Armod gasped. “M’lady! He is no such thing.”
“I shouldn’t have said that. It’s just that he annoys me when he tells me what to do all the time, like he knows what’s best for me.” All he has to do is look at me and I melt.
“He is the best master in the world. If not for him, I would be burning in Hell.”
Oh boy! What can of worms have I opened now? “What do you mean, Armod?”
“I did bad things. Very bad things. Lord Vikar petitioned on my behalf, even after St. Michael decided I was a poor candidate for the vangels.”
“What? Oh, sweetheart, I cann
ot imagine anything—”
“I killed people. Many people.”
Her heart sank.
“I was a prostitute on the streets of Reykjavik in Iceland. When I got AIDS, I knowingly, deliberately continued having unprotected sex, spreading the disease.”
Her forehead furrowed with puzzlement. “I thought Iceland was supposed to be virtually crime-free.”
“It is, but over the years prostitution has been legalized, off and on. Even today, selling sex isn’t illegal, but buying it is.”
“An odd distinction!”
Armod shrugged. “In any case, twenty men who’d been with me died, and thirty were infected before I finally succumbed myself.”
She should be disgusted.

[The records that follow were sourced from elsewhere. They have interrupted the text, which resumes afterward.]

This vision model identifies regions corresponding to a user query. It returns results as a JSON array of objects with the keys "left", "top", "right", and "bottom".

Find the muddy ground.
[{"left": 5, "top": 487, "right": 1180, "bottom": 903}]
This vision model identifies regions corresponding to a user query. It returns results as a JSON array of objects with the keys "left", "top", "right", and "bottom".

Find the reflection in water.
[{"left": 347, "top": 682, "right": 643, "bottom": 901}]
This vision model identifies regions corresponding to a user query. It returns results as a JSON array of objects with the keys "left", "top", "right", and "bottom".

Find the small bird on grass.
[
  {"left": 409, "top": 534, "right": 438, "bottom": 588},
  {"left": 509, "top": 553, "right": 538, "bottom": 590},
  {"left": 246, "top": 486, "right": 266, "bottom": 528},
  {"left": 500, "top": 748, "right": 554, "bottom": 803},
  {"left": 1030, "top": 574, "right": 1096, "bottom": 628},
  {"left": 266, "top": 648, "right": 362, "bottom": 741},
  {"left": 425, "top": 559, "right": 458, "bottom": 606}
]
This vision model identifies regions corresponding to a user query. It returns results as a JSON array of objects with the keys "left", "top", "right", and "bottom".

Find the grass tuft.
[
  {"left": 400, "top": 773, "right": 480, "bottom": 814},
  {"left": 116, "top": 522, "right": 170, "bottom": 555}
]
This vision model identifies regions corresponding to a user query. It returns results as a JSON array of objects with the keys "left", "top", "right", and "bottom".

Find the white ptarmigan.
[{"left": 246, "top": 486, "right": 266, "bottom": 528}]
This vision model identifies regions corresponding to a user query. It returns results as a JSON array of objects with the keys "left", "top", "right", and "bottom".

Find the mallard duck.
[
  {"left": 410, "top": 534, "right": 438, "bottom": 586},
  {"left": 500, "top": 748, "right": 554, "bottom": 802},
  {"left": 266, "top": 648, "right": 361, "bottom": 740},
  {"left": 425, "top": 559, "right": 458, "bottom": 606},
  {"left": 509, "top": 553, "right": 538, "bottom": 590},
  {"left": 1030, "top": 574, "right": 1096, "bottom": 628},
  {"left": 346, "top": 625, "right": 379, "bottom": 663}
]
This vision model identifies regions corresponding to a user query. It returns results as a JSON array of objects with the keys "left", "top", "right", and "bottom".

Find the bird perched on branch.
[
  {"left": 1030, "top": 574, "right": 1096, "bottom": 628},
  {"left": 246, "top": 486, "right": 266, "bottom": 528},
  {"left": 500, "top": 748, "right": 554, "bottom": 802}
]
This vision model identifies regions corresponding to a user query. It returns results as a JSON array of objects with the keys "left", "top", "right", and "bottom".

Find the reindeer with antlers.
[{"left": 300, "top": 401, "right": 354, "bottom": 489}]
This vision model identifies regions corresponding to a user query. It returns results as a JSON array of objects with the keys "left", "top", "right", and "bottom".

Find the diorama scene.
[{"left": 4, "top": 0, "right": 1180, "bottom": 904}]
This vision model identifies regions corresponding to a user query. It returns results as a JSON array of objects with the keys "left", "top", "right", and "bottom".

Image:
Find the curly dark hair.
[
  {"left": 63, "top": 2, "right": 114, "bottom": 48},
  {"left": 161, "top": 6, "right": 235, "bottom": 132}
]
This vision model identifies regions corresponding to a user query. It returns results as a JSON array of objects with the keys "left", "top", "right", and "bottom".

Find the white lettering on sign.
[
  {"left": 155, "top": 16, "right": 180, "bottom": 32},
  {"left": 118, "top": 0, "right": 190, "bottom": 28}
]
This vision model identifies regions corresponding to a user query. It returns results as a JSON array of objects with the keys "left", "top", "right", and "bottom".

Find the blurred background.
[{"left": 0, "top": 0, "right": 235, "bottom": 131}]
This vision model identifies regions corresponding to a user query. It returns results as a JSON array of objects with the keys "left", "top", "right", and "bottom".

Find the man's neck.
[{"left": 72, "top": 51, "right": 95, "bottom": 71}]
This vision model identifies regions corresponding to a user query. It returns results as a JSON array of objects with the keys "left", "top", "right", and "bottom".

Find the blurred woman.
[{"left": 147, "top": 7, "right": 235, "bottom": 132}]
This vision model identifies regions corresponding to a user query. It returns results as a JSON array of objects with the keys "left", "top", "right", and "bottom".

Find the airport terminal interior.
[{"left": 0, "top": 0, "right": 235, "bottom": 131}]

She was, but more than that. “Armod, how old were you when you first started hooking?”
“Ten, but I had been taken by men since I was six. That does not excuse what I did. Not the prostitution so much, although that was bad, but the spreading of a killer disease. I did so knowingly, wanting to kill my customers.”
“Are you gay, Armod?”
“I don’t think so. No. I was a pretty child who attracted men. Pedophiles, at first. Later, when I was no longer child-like and pretty, I just offered my body where it would gain the most cash. From men. Did I mention I was a drug addict, too?”
Alex could tell that Armod struggled with his lisp as he talked. She walked over and gave him a hug. This was why the kid obsessed over Michael Jackson music. He’d never had a chance to be a real teenager when he was . . . well, alive.
Honestly, she didn’t know what to think anymore. In the best of all worlds, a person’s good deeds were supposed to be weighed against the bad, but when this boy was taken, he’d had no chance to repent. Ah, she realized then. The Lucipires had infected him, had influenced his willpower. This was what Vikar had been trying to explain to her.
Oh my God! Am I actually starting to believe all this crap?